Colonos invaden casa en Jerusalén Oriental; la policía destruye tienda de protesta
Colonos israelíes atacaron un familia palestina en una tensa zona de Jerusalén Oriental. El ataque causó lo que se sospecha fue un ataque cardiaco a una mujer de 87 años y mostró la discriminación que enfrentan los palestinos en su futura capital.
Unos 60 colonos llegaron a la casa de Rifqa Al Kurd a las 9.30 a.m. del miércoles, cuando los hombres de esa familia ya habían partido al trabajo. Los colonos, muchos armados con ametralladoras y pistolas, llegaron acompañados de un buen número de oficiales de la policía.
Rifqa Al Kurd, de 87 años de edad, dijo a PEAPI que cuando los colonos estaban tomando la casa de su hijo Nabil, uno de ellos la empujó. Ella debió ser hospitalizada bajo sospechas de haber sufrido un ataque cardiaco y con un brazo lastimado. Más tarde ese día, un grupo de fuerzas especiales israelitas hizo acto de presencia para ofrecer protección adicional a los colonos.
“Ellos vinieron y ocuparon la casa y la policía les rodeó para protegerlos”, declaró Rifqa Al Kurd cuando finalmente pudo regresar a su hogar.
La casa fue construida por Nabil, el hijo de la señora Al-Kurd, como una extensión de la casa original, edificada por Naciones Unidas para la familia después que fueran hechos refugiados por las fuerzas israelitas en la guerra de 1948.

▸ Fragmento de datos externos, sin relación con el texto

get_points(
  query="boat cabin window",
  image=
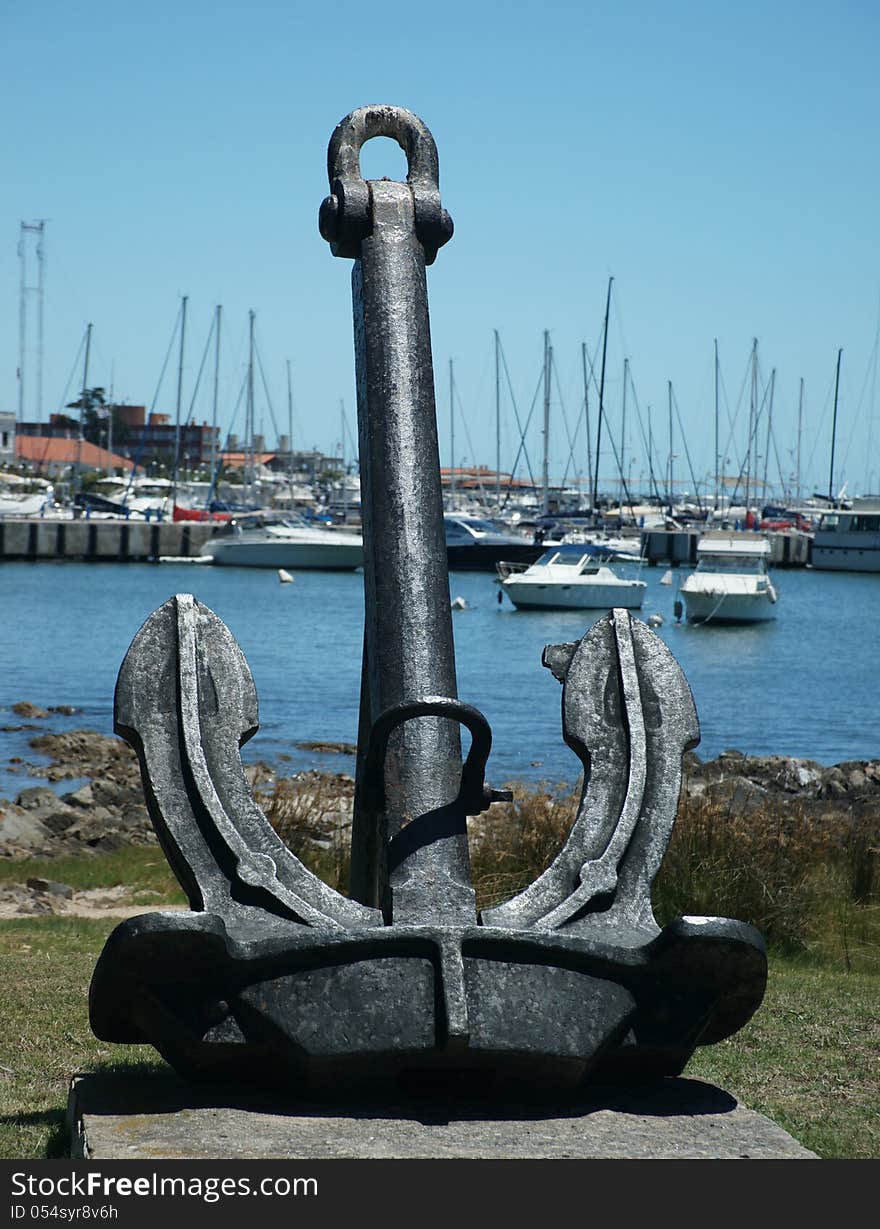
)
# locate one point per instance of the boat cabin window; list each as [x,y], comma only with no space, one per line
[734,563]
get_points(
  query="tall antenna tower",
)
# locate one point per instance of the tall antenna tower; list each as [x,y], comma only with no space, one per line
[31,248]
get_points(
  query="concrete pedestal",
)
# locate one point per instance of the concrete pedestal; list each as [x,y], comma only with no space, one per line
[139,1117]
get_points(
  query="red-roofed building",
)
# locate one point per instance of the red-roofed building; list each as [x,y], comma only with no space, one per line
[54,456]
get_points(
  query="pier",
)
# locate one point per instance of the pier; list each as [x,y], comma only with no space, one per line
[96,541]
[676,547]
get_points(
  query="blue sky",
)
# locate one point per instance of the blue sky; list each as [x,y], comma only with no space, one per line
[720,161]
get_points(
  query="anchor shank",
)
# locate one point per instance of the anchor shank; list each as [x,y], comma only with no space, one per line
[408,648]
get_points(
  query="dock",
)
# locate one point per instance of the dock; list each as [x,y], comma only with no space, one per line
[100,541]
[679,547]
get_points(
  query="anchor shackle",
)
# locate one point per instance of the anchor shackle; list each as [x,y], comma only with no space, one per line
[345,215]
[392,230]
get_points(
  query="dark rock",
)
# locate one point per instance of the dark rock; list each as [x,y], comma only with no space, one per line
[51,887]
[36,797]
[342,749]
[59,821]
[81,797]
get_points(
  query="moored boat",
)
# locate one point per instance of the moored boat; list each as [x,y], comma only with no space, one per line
[570,578]
[730,583]
[284,542]
[849,540]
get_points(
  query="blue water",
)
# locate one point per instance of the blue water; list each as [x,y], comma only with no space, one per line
[804,685]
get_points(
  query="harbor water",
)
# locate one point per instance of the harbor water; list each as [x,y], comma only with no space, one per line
[804,685]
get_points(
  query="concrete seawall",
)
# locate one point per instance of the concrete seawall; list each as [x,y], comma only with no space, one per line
[788,549]
[95,541]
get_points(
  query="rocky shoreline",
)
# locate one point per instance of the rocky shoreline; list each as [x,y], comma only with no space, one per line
[108,810]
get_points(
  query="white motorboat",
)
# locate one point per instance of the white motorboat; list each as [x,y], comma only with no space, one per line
[849,541]
[570,578]
[730,583]
[286,542]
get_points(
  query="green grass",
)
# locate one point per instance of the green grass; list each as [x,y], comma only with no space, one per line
[809,1057]
[143,869]
[806,1060]
[46,1039]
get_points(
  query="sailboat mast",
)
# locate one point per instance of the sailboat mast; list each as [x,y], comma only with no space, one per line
[752,408]
[601,388]
[180,393]
[833,429]
[586,414]
[717,478]
[82,406]
[248,427]
[623,433]
[800,423]
[545,466]
[498,424]
[216,386]
[770,431]
[670,447]
[451,428]
[344,466]
[290,433]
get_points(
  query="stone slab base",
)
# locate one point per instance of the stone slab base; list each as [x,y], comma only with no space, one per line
[159,1116]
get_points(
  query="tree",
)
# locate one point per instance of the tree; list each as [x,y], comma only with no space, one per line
[94,412]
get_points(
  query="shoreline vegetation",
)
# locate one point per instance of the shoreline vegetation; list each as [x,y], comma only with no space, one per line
[789,846]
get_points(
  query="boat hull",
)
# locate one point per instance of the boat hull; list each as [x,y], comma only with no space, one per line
[483,557]
[527,595]
[862,556]
[306,556]
[718,607]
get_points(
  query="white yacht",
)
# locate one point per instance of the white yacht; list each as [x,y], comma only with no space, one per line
[569,578]
[477,543]
[730,583]
[849,541]
[286,542]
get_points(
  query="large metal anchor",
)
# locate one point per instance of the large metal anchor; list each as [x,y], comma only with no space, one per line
[272,972]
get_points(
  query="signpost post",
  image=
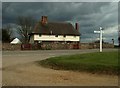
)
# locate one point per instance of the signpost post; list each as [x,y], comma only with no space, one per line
[100,32]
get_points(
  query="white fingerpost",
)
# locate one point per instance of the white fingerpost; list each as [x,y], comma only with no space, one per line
[100,39]
[100,32]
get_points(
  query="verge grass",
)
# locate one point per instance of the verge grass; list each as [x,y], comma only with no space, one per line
[105,62]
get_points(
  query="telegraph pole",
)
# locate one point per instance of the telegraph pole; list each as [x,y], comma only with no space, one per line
[100,32]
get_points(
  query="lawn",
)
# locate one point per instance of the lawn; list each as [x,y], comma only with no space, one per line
[105,62]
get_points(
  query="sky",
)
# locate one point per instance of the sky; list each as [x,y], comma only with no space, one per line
[89,15]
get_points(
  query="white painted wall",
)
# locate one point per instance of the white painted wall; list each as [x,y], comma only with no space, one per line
[53,38]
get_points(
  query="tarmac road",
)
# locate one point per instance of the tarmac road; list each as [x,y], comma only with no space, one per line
[19,69]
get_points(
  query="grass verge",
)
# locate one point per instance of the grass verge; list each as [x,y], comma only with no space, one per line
[105,62]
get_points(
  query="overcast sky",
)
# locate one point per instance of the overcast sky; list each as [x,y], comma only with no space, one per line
[89,15]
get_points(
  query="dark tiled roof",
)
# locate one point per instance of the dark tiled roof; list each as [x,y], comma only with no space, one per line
[55,28]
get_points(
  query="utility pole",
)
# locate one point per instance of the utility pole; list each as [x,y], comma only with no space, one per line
[100,32]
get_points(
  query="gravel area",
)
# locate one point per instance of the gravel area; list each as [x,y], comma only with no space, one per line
[19,69]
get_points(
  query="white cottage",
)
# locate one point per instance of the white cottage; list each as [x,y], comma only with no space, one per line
[45,31]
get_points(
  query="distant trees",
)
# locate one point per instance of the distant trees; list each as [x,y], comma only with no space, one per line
[26,23]
[6,33]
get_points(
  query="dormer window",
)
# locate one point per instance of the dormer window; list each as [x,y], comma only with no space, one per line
[64,35]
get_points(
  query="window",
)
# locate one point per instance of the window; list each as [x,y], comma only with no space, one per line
[56,35]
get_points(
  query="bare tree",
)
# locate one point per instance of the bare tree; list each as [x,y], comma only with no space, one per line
[6,33]
[26,23]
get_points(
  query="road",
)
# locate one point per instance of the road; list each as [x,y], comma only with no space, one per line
[19,69]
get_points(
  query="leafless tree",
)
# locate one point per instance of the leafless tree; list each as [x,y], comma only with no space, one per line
[26,23]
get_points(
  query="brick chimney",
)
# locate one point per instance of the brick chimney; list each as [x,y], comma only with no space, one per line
[77,26]
[44,20]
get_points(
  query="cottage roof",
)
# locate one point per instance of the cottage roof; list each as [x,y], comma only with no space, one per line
[55,28]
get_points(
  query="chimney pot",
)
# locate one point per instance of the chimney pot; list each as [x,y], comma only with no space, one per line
[76,26]
[44,20]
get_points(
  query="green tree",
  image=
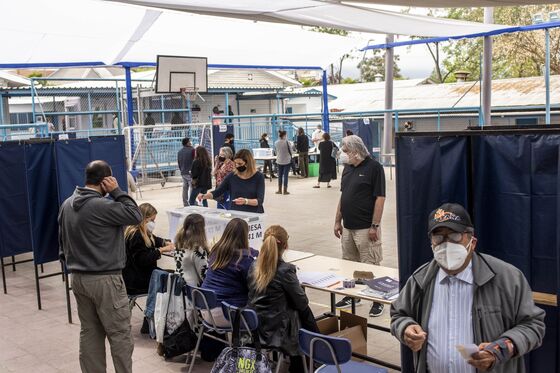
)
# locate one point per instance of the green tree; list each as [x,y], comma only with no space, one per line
[335,71]
[369,67]
[514,55]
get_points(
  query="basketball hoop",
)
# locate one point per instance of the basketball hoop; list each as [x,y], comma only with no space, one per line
[189,93]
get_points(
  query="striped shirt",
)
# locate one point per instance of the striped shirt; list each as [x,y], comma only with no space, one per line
[450,322]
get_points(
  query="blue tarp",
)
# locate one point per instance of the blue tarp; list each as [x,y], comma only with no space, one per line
[506,30]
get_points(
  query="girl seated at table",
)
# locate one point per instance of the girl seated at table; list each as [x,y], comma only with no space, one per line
[228,265]
[278,298]
[143,249]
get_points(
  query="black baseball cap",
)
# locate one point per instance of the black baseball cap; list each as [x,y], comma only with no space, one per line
[450,215]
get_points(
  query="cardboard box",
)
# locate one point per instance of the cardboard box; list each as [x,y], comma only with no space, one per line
[351,327]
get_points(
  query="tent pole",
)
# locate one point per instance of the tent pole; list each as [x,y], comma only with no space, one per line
[387,121]
[487,71]
[547,75]
[325,103]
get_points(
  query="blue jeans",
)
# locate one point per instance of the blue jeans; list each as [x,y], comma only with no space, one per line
[283,172]
[194,194]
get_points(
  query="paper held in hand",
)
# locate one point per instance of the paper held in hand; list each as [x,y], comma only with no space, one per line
[467,350]
[319,279]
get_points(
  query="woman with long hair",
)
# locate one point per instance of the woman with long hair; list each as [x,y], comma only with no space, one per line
[223,166]
[263,143]
[327,164]
[201,173]
[278,298]
[245,185]
[143,249]
[192,250]
[228,265]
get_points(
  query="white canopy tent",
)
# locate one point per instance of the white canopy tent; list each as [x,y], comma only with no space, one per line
[352,17]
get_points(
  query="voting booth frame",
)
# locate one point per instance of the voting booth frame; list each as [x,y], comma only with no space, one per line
[509,180]
[36,176]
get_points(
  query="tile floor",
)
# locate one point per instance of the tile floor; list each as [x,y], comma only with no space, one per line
[44,342]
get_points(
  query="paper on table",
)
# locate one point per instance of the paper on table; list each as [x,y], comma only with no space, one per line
[319,279]
[467,350]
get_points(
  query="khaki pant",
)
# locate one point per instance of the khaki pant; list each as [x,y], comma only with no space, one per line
[104,313]
[357,247]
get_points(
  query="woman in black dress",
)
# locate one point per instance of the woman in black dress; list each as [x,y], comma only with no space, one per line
[327,164]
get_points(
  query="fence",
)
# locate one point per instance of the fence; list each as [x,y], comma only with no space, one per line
[152,150]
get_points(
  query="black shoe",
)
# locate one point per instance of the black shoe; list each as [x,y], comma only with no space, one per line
[346,302]
[145,329]
[376,309]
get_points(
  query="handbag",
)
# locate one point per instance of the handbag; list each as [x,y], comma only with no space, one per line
[180,341]
[237,359]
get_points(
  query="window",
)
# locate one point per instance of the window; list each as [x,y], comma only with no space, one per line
[526,121]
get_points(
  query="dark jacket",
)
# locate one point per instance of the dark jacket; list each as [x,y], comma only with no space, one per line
[202,175]
[282,308]
[185,158]
[503,307]
[91,230]
[230,283]
[141,260]
[302,143]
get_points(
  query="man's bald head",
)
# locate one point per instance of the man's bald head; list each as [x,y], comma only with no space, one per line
[96,171]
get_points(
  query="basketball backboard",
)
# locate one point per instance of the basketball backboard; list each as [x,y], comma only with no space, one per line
[175,73]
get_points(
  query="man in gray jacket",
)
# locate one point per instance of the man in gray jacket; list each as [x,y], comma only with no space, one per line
[464,298]
[91,238]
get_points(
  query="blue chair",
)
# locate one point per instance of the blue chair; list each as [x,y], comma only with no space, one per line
[204,300]
[334,353]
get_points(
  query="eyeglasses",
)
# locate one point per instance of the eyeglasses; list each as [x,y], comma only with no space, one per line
[454,237]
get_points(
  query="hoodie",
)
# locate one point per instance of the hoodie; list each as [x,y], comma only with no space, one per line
[91,230]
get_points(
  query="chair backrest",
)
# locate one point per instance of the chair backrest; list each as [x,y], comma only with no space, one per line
[325,349]
[249,318]
[202,299]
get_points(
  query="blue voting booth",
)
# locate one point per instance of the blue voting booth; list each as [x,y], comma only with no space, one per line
[36,176]
[508,179]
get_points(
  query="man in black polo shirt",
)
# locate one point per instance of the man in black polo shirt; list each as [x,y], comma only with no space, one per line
[359,211]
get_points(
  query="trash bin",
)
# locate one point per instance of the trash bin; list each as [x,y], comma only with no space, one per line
[314,169]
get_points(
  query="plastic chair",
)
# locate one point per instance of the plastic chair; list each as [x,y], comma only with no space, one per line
[132,298]
[333,352]
[204,300]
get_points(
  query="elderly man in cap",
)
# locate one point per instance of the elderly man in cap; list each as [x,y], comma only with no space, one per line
[463,297]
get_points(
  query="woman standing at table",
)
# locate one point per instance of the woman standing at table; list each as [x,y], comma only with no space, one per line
[327,164]
[245,185]
[224,166]
[284,161]
[268,163]
[201,173]
[278,298]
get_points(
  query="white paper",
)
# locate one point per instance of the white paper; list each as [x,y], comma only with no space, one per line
[319,279]
[467,350]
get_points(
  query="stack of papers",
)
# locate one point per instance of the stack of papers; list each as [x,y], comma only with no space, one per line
[319,279]
[382,287]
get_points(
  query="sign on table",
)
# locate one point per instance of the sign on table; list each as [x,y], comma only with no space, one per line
[216,221]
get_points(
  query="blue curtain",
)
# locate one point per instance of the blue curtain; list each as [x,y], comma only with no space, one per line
[15,225]
[43,198]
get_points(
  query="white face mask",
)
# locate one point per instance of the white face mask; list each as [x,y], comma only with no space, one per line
[450,255]
[344,158]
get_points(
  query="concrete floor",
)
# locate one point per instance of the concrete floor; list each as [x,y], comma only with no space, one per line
[43,341]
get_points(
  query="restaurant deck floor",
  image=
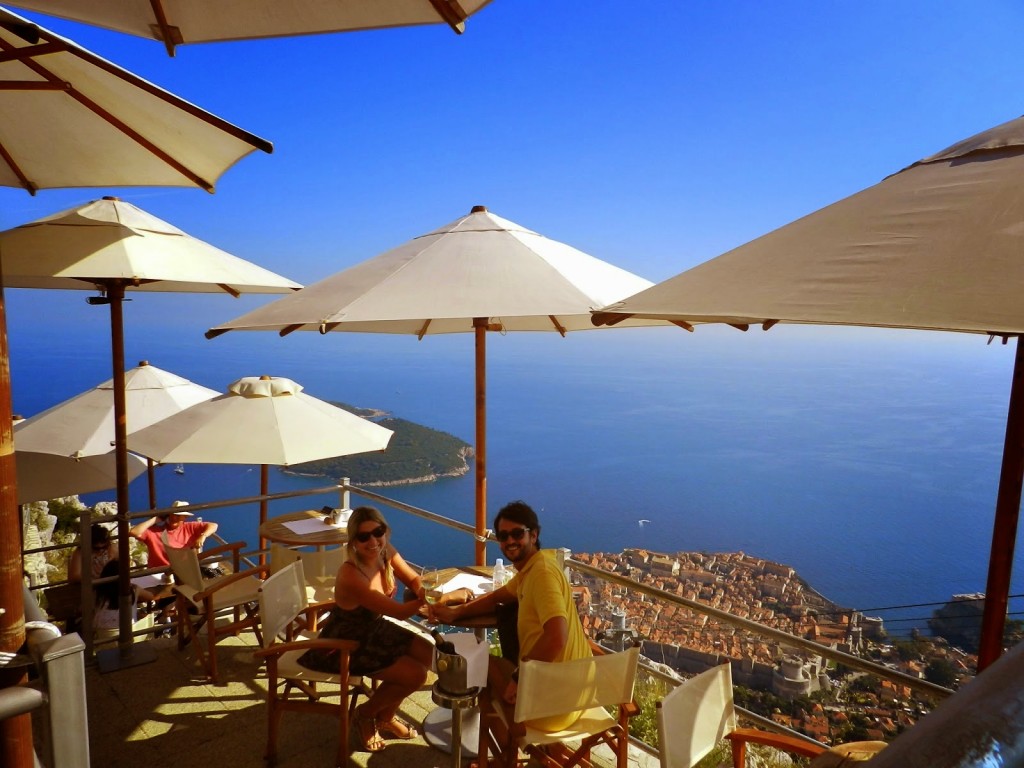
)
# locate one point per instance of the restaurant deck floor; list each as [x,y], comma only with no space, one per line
[166,715]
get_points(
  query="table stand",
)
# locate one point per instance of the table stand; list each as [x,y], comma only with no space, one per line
[455,733]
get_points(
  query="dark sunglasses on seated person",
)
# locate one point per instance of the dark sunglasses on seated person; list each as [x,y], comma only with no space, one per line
[517,534]
[364,536]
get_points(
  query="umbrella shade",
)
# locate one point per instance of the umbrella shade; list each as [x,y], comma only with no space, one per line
[259,421]
[69,118]
[177,22]
[84,425]
[480,265]
[110,240]
[43,476]
[936,246]
[480,272]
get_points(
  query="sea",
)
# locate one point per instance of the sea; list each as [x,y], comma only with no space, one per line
[865,459]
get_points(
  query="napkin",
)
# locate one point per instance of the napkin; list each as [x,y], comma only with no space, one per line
[472,582]
[475,653]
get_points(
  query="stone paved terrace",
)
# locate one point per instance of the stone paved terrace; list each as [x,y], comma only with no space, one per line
[166,715]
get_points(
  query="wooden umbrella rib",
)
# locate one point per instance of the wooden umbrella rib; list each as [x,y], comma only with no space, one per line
[558,327]
[16,170]
[13,53]
[187,107]
[453,13]
[170,36]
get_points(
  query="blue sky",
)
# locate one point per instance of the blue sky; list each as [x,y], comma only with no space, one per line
[653,137]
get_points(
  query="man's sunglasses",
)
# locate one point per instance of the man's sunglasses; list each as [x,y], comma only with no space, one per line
[364,536]
[517,534]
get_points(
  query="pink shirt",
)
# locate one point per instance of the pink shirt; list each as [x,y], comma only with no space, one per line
[182,537]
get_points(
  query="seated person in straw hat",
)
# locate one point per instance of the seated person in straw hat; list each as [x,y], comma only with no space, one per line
[171,529]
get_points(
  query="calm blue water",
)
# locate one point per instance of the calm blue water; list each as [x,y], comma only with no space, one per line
[867,460]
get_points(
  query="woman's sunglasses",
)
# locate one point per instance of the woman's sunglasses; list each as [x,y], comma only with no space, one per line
[517,534]
[364,536]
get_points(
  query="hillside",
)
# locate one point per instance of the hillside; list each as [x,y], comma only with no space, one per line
[416,454]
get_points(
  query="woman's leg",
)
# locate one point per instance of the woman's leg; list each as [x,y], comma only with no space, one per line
[397,681]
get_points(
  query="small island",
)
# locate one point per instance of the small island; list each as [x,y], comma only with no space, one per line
[416,454]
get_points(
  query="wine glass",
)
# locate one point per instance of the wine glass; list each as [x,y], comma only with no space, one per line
[430,579]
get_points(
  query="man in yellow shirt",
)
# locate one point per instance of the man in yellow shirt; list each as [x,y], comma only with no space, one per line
[548,626]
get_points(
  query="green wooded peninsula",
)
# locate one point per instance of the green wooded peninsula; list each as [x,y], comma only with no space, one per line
[416,454]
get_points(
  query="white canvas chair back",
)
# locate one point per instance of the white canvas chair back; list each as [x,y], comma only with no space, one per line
[184,565]
[548,688]
[323,563]
[695,717]
[282,597]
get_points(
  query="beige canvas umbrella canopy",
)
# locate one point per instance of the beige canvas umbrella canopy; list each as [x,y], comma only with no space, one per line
[260,420]
[45,476]
[82,428]
[70,118]
[178,22]
[938,246]
[480,272]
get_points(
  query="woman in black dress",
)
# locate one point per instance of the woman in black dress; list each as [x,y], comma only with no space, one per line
[365,592]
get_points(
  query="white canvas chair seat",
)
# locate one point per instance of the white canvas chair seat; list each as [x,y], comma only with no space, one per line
[204,601]
[552,689]
[699,714]
[285,614]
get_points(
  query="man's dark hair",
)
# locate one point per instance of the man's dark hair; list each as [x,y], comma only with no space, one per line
[522,513]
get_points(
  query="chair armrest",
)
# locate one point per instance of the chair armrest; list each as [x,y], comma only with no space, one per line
[221,549]
[261,571]
[329,643]
[777,740]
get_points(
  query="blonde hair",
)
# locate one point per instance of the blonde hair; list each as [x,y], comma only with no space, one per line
[370,514]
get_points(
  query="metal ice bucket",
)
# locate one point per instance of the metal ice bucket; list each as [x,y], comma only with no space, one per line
[452,670]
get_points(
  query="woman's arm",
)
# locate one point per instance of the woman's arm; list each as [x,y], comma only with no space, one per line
[352,588]
[477,606]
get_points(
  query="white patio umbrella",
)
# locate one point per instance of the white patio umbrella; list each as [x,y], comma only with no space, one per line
[83,426]
[44,476]
[69,118]
[114,247]
[480,272]
[938,246]
[260,420]
[178,22]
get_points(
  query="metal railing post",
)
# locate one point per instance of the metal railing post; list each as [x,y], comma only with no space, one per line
[61,666]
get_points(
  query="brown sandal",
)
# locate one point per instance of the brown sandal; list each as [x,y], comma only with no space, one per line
[366,731]
[396,728]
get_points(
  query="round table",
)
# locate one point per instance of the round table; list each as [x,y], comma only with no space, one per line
[321,536]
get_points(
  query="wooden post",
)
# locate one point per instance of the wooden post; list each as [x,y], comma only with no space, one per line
[1008,505]
[480,453]
[15,733]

En fechas recientes, una corte israelí decidió a favor de grupos de colonos que reclaman la propiedad judía sobre las tierras del sector, que habían permanecido ociosas por varios años.
Los colonos han venido ocupando la casa desde principios de noviembre, cuando la tomaron por asalto con apoyo de la policía y botaron los muebles de la familia palestina al jardín. La situación ha sido tensa desde entonces.
“Hace tres días, estábamos sentados en la casa principal cuando el líder de los colonos vino a preguntarnos a quién pertenecían los muebles”, dijo la señora Al Kurd.
“Eran los muebles de mi hijo. Pero ellos se robaron dos balones de gas y la nevera”, señaló.
Vecinos han declarado que la familia ha ido a la corte para pedir la demolición de la casa, o que los colonos sean expulsados.
En un desarrollo paralelo, la policía israelí destruyó una tienda de protesta levantada por la vecina familia Ghawi, frente a la casa de donde fueron expulsados en circunstancias similares el pasado mes de agosto.
“Unos cien policías llegaron a las ocho de la mañana con siete carros de la municipalidad”, declaró Nasser Al Ghawi, que observó como su tienda fue demolida, aparentemente sin que haya mediado el debido proceso judicial.
“Ellos no me entregaron ningún papel, ninguna orden judicial”, enfatizó.